當中考將青春期的孩子分成兩半,人們習慣于把關注和期望放在那些進入高中的孩子身上,去中專、職高和技校的,是很多人眼中的“壞學生”。
學生時代的袁潔,就被大人們告誡不要和技校的“壞學生”來往。
然而,在研究生畢業之后,她卻陰差陽錯地成了這所技校的老師。
任教15年,她清晰地看到這些孩子面臨的處境、接受的教育,也思考著技校老師的責任和價值。
她把自己任教期間的風雨,寫成了這本《南方技校的少年》。
在書里,我們借著親歷者的視角,走進技校老師的日常,也看見這群被忽略的人。
袁潔|著
未讀·紀實|出品
01
“技校老師,誰沒被學生當堂辱罵過。”
在技校上班,學生不服管教的事情經常發生。
有上課被沒收手機,下課后直接沖上講臺試圖搶回的;也有遲到,一腳踹開教室門,大搖大擺走回座位的;更有受了批評、不服氣,沖過來就要打老師的……
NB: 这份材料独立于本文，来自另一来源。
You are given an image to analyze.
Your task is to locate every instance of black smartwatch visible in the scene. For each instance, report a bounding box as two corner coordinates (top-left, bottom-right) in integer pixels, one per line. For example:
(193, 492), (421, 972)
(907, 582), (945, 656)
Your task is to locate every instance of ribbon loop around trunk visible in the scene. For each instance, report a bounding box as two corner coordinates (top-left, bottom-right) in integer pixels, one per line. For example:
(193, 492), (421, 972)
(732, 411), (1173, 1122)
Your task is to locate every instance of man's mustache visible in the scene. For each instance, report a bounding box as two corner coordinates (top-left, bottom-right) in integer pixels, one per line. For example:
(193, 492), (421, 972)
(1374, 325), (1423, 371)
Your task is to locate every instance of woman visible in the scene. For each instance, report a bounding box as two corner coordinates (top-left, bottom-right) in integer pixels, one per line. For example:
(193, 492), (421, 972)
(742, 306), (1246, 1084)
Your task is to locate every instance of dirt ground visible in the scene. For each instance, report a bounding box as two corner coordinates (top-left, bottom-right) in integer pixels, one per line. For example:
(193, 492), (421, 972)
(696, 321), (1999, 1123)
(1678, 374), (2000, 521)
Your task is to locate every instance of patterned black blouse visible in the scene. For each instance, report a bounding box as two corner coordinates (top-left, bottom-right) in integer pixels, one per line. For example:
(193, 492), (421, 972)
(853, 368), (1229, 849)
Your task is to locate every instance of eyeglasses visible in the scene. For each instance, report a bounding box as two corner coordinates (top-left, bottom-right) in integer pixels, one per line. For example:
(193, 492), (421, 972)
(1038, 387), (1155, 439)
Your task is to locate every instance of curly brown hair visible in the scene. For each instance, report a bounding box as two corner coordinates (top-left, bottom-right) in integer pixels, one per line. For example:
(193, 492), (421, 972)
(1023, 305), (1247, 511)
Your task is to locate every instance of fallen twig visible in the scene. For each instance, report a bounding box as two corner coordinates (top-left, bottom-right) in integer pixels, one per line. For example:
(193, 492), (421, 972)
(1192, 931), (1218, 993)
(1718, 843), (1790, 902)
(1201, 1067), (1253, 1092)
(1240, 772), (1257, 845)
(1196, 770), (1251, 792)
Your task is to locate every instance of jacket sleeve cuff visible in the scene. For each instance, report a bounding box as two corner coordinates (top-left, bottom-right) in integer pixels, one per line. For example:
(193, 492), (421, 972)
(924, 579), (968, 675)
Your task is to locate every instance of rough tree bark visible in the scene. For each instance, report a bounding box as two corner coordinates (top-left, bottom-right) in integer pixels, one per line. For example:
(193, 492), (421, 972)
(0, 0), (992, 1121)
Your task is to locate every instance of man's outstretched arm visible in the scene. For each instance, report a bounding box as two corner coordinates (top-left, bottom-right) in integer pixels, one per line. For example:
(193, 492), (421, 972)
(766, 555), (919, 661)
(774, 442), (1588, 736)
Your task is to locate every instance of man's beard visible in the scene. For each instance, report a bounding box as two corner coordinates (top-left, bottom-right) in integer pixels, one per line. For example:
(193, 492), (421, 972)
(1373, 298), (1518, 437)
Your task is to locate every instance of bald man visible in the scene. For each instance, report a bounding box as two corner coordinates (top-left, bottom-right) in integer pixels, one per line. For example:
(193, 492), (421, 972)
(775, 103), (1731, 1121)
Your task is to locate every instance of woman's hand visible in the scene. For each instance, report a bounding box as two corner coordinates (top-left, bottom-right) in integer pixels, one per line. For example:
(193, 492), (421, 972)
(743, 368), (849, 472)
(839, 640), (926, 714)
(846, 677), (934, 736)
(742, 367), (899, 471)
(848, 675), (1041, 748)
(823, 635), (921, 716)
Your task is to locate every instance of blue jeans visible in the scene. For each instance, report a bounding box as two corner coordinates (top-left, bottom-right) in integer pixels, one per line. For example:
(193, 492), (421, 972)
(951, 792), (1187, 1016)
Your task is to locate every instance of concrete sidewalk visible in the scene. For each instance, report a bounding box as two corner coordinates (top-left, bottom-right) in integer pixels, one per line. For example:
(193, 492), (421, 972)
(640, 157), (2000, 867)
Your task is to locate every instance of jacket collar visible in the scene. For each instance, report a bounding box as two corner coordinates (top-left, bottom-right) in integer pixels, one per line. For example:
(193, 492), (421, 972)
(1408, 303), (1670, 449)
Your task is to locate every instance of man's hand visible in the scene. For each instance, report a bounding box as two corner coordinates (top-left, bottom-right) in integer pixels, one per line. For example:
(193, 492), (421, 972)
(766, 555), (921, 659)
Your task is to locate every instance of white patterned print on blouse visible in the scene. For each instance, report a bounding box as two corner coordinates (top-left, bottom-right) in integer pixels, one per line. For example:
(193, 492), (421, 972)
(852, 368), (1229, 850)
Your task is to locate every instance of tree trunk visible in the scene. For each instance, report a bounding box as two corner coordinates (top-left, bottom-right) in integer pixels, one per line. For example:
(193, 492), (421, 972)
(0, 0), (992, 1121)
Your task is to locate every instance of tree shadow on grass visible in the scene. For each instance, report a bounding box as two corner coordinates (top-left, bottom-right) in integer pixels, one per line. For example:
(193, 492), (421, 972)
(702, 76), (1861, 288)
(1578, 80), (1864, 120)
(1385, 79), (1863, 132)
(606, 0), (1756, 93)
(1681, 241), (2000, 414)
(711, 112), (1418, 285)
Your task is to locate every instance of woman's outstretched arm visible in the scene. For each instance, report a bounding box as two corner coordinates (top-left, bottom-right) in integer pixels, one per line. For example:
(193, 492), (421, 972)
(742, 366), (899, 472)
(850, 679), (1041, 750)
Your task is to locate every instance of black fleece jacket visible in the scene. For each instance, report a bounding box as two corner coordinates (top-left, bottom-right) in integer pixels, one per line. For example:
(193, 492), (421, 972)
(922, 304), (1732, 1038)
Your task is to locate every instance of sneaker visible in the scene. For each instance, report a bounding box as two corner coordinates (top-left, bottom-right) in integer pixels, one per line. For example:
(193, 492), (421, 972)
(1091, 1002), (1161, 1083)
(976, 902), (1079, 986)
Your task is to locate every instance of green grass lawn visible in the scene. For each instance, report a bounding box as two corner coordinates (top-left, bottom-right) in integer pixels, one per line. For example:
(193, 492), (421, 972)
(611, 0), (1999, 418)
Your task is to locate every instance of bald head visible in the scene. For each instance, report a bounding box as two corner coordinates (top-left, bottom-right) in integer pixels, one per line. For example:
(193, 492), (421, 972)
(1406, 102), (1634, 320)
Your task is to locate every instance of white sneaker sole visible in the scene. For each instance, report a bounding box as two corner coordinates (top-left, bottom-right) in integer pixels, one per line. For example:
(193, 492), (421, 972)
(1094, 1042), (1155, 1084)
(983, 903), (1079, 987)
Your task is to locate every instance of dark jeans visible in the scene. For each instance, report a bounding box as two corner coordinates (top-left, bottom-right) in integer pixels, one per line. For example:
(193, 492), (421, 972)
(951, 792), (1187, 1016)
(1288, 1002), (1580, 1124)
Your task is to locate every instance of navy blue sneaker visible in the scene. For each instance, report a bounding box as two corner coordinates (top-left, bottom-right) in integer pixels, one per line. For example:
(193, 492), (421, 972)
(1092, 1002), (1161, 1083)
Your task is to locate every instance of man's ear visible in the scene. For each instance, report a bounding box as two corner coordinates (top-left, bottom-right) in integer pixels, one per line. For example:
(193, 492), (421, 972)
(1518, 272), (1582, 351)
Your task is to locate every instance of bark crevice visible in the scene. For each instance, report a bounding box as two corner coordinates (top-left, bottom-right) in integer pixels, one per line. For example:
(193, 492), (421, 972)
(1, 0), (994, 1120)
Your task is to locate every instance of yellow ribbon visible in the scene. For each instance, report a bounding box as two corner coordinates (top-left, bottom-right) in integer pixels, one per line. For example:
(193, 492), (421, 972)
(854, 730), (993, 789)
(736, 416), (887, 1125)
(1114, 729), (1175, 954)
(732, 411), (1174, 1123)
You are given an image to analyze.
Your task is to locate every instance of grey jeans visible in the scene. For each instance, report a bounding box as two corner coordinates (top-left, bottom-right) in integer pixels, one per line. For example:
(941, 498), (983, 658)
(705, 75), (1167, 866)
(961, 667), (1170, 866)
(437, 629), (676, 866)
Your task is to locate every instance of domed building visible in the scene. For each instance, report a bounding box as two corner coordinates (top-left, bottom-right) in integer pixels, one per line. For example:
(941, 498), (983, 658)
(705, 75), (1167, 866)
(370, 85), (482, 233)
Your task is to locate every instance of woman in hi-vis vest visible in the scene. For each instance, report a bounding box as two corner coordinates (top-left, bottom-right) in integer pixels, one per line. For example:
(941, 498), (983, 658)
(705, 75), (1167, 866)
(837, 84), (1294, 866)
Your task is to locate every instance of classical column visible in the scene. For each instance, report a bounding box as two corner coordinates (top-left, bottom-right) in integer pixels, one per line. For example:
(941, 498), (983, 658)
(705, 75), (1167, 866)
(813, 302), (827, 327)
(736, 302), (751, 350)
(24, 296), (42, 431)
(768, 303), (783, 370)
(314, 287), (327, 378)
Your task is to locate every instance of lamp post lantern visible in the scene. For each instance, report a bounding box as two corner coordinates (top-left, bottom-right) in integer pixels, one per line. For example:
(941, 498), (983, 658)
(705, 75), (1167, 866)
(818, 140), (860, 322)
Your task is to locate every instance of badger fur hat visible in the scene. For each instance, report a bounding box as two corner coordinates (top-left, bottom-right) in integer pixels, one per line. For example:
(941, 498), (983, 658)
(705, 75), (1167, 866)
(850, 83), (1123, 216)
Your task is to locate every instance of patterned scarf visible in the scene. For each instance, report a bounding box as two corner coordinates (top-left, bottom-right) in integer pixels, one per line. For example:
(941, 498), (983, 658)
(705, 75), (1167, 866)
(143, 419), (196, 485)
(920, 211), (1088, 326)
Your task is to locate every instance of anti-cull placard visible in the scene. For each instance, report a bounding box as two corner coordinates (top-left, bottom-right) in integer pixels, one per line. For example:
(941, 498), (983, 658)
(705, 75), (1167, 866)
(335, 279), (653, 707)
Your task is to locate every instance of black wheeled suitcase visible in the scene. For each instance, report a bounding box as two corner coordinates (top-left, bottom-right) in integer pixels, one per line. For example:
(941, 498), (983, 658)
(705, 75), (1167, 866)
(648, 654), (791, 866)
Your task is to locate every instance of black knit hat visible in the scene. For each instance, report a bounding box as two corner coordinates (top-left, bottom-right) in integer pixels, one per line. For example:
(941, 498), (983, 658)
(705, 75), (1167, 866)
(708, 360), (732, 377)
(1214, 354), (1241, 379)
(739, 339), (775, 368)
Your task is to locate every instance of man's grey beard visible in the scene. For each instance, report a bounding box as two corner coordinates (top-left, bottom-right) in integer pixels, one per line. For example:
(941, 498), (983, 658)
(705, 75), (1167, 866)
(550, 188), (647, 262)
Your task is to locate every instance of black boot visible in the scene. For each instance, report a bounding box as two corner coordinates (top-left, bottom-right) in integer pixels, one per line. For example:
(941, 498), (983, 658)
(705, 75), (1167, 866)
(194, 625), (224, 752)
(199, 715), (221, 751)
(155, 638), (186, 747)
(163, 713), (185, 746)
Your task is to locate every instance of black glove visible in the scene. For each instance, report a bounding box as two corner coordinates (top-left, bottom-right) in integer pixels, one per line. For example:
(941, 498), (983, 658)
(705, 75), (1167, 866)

袁潔遇到過最極端的情況,是班上一名學生突然從座位沖到講臺,指著她的臉指責某次課上拿東航墜機事件舉例不尊重死者,會遭報應。場面一度僵持了五分鐘,直到兩名班委出面解圍,矛盾才緩和。
讓這名學生突然激動的導火索,只是袁潔幾次強調教室里要按座位坐好。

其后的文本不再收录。